The Peasants‘ complex world-building is notably impressive. Characters come and go between the seasons, lending the air of an actual lived-in village and its deep-rooted social systems. Characters make contradictory life choices and share equally complex desires; at one point, Antek takes aim to kill his father, but in a last-minute decision defends him from an attacker rather than committing patricide. Jagna, in a similar display of compassion, cares for the dying Maciej — a man who mistreats her and whom she had to unwillingly marry. And to add another sliver of historicity, an Orthodox Jewish man can be spotted in the background of this majority Christian community, and though he never speaks, these details hint at a world that feels far larger than the edges of the frame and demonstrate the care the directors have poured into the film.
Of course, The Peasants‘ mixture of impressionistic oil painting and hyper-realism is undoubtedly the main attraction here, but it’s smartly not an approach that is forced to the shape of the story. Instead, the film’s aesthetic meets the demands of Reymont’s original work, which likewise operates within the realms of both realism and impressionism. Accompanied by a Polish folk score from composer Lukasz L.U.C. Rostkowski, the film’s many dance scenes are a marvel, and rival any of the wonderful dance sequences in the films of Wong Kar-wai, whose use of step-printing similarly melts bodies into one another and creates bold intimacy. Here, though, the blending and movement of colors in a frame that’s always tingling with energy honors the best of oil painting generally and the Polish painting movement, Young Poland, specifically (the dominant artistic period at the time the source material was written). The particular painting style dictates that every little cinematographic choice will be a major one, overwhelming the viewer with emotion and easing their surrender to the powerful and quite grand artistic choices.

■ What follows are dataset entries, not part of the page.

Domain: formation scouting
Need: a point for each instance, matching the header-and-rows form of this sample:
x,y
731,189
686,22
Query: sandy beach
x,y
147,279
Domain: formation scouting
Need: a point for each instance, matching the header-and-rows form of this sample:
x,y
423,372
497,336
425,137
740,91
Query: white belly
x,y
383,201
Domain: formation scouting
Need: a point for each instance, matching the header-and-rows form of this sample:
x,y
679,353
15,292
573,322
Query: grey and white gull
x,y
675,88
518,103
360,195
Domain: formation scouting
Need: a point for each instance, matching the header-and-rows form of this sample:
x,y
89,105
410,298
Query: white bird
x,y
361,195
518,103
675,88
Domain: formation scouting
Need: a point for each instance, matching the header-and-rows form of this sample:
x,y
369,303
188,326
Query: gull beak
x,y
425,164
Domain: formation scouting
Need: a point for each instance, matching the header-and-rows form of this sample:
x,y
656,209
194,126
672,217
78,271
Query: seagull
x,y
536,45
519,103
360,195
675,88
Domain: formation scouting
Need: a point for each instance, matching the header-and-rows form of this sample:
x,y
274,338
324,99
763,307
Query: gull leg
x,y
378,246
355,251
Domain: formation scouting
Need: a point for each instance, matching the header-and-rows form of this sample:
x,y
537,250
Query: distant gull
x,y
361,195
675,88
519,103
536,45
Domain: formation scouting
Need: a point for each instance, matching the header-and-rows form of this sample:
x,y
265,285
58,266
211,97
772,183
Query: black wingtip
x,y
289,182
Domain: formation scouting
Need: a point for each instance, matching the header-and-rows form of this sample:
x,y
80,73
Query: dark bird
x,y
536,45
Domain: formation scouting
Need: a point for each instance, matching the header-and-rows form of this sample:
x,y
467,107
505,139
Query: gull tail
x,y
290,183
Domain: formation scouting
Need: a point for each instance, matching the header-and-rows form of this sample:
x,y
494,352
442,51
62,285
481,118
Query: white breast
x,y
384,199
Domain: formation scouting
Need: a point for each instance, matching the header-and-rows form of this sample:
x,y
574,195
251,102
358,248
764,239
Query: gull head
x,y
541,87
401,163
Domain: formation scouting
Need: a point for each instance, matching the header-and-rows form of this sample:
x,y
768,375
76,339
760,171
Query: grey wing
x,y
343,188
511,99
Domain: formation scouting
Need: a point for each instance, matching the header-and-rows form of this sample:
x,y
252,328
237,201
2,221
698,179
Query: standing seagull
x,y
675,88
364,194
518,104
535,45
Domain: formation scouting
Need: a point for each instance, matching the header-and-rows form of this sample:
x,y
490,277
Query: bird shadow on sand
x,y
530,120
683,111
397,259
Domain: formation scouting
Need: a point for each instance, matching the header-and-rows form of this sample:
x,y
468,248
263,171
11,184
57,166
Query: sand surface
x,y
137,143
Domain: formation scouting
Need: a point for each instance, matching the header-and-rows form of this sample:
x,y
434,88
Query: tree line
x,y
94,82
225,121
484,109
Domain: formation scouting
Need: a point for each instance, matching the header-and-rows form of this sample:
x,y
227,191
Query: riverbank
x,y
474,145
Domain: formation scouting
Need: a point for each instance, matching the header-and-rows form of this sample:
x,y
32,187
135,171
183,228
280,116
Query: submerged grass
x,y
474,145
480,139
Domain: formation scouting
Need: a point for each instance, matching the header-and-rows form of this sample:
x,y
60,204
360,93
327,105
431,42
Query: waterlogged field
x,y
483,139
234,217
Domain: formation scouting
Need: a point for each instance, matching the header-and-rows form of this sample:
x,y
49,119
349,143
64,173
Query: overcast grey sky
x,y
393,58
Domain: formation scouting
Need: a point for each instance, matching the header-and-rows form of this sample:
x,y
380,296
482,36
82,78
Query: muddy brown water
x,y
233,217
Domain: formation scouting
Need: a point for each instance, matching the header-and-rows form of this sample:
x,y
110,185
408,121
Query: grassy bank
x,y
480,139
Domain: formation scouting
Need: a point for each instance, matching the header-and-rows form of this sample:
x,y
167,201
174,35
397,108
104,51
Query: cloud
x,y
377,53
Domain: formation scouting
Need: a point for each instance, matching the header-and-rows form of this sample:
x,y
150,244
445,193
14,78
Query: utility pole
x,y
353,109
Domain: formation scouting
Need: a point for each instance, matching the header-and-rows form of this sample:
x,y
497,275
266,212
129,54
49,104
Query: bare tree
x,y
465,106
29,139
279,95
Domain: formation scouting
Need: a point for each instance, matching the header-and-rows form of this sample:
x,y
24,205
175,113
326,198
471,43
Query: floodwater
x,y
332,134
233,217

But it isn’t only the spectacle of the art that impresses: the realism of several frames, especially those focused on human faces, sometimes takes on such an intensity that with minimal movement the line between animation and live-action becomes nearly imperceptible. At the same time, the style goes to tremendous lengths on several occasions to create powerful symbolism — including the slaying of a cow early on in the film — and, of course, imbues a sort of literary mood to the atmosphere that can only ever really be achieved cinematically through animation. The Welchmans formal innovations breathe new life into the seventh art, and The Peasants is a magnificent example of what it is the artform can achieve and how it can still surprise.
DIRECTOR: DK Welchman & Hugh Welchman; CAST: Kamila Urzedowska, Robert Gulaczyk, Mirosław Baka; DISTRIBUTOR: Sony Pictures Classics; IN THEATERS: December 8; RUNTIME: 1 hr. 54 min.